Tax filing is a natural extension of payroll. Governments expect timely, accurate reports and payments. Heavy tax penalties and interest are levied against companies that fail to fulfill with regulations.
An employer's federal tax liability can include: federal income tax, employee social security withholding/contribution, Medicare withholding/contribution, Earned Income Credit (EIC), and
Unemployment taxes (FUTA). There are also state and local income taxes and state unemployment insurance (SUI). Employers are required to withhold federal and state income taxes, as well as FICA taxes, from employee wages. These withholdings must then be properly deposited quarterly with the federal and state governments.

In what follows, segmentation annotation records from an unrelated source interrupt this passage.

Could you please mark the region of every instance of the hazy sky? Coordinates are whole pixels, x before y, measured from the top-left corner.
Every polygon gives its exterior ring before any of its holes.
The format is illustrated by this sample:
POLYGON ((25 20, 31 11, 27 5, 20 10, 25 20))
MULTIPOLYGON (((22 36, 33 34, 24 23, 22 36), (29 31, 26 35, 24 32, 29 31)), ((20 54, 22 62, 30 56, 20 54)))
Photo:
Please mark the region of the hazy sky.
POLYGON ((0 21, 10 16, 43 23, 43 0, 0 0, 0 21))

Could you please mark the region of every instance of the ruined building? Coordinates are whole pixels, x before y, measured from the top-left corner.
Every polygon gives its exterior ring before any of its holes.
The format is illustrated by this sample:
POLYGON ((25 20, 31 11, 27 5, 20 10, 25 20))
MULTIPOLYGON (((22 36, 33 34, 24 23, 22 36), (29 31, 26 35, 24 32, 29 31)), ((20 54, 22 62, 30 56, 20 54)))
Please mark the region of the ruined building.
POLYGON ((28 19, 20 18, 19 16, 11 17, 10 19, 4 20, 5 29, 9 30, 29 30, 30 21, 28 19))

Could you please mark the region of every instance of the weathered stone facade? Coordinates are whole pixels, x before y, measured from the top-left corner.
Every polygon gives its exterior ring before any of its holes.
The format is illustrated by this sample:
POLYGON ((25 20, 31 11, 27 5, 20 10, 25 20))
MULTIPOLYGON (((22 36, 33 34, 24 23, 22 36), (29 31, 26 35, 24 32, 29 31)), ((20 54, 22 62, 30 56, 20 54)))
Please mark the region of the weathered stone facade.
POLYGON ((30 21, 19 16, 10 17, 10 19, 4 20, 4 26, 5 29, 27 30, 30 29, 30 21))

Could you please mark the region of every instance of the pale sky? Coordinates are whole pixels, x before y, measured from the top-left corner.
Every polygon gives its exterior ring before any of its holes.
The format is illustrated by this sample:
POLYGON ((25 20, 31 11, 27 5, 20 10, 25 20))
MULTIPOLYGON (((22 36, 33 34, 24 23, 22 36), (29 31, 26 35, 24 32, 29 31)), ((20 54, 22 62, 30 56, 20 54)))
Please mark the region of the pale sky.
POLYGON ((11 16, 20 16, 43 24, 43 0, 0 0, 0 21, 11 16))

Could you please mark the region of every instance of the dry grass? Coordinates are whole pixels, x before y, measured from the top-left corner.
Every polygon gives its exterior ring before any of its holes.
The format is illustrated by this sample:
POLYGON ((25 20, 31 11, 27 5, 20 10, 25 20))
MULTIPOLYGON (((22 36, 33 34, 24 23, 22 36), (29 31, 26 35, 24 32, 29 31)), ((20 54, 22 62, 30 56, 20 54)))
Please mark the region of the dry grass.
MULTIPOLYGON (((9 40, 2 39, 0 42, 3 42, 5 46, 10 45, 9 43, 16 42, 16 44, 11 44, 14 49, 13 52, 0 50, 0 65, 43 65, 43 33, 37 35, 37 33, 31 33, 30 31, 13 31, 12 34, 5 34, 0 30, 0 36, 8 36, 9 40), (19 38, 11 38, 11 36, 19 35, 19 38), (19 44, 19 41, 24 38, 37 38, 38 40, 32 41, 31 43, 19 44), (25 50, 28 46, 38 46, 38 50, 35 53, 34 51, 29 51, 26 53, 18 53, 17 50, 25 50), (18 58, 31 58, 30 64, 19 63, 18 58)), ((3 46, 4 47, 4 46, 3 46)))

Disability insurance for non-job-related injury or illness, varies by state with employers paying the full amount in some states and employers and employees sharing the costs in other states. When disbursed, disability benefits are counted as taxable income for federal tax withholding, FICA and FUTA.
Insurance for on-the-job injury is often overpaid by employers. Since the basis of bonuses is payroll, companies must ensure that the payroll sent to the insurance company is correct. Many businesses exaggerate their payrolls including certain items which are excludable from the premium calculation such as tips, severance pay, premium overtime, third party sick pay, expense reimbursements, payments for active military duty, employer-provided perks, and limits on the wages of officers and inactive employees still receiving payroll. Small mistakes can add up to higher premiums.
Vacation, sick time, tuition reimbursement, travel allowances, COBRAS, pensions, and other employee benefits which depend on salary rate and/or accrual of hours can also affect the insurance premium rate.